Большая зелёная тетрадь. Сразу именно она возникла перед моим внутренним взором. «Где она сейчас? Где-то дома. Я её точно не выкидывал». Она была со мной и в Норвегии. Я тогда писал. Неведомое и неподконтрольное моей воле такое вот желание распирало тогда меня. Молодость, наверное. Нет, это слишком претенциозно звучит — писал. Я пытался записывать в ту тетрадь свои, как тогда казалось, умные мысли. Она даже имела название: синей шариковой ручкой на обложке крупными буквами было выведено «Хроника пикирующего сознания». Все подтрунивали надо мной: «Что ты там всё записываешь, Бадри? Уж не грузинский ты шпиён?» Однажды я как бы шутя признался Юрке, когда мы были вдвоём в каюте, что, мол, книгу хочу написать, но не знаю, с чего начать:
— Вот мне бы сюжетец какой-то интересный, я бы тогда…

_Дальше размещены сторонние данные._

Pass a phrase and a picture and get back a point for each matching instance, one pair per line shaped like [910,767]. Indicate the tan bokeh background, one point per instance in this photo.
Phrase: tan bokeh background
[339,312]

А Юрка на полном серьёзе меня поддержал:
— Молодец. Я тоже когда-то пробовал писать, но как-то не пошло. Понимал, что хочу писать, но, начав, ещё яснее понимал, что не умею. Воображение ого-го какое, а буквы на бумаге не получается складывать. Ну хоть попробовал. И ты попробуй. С простого начни. Не замахивайся на «Войну и мир» сразу. Сказку какую-нибудь напиши для начала, историю детскую. Тут главное — образ зрительный подходящий найти и начать его раскручивать.
Наш разговор на «щуке» закончился в тот вечер тем, что в середине моей зелёной тетради я крупно вверху листа написал: «Черешенки». Это случилось после его слов «Да что там придумывать? Вот возьми о моём детстве напиши. Уверен, оно окажется похожим на детство многих. Значит, найдутся те, кому будет интересно это почитать».
Юрка умел рассказывать, был прав про своё воображение: сочно он это делал. Теперь он частенько сыпал в мою голову по моей же просьбе свои детские воспоминания, а я их по ночам превращал в неровные буквы. Да, точно, обещал я ему, что обязательно допишу свою книгу о его Черешенках и вышлю ему по почте; я ею действительно был тогда страстно увлечён. Но как, видимо, всё тот же вечно неугомонный ветер жизни, который без конца, как пустые пластиковые стаканы со стола, сдувал Юркины планы наконец-то добраться до тёплого моря (да хоть и не тёплого), так и со мной — выдул он постепенно из моей головы всю былую страсть к писательству, и не вспоминал я об этом уже давно. Но теперь вот, спустя столько лет и зим, когда я сидел в доме моего друга, кушая с его стола, меня вдруг что-то обожгло внутри, и давнишняя затея вновь показалась очень серьёзной, хотя ещё вчера у меня были куда более важные дела и замыслы. Но, видимо, для каждого дня свои заботы. Или всё это просто вино. Я положил руку на Юркино плечо и сказал:
— Прости меня, брат, не сдержал я своего слова. Выходит так, я…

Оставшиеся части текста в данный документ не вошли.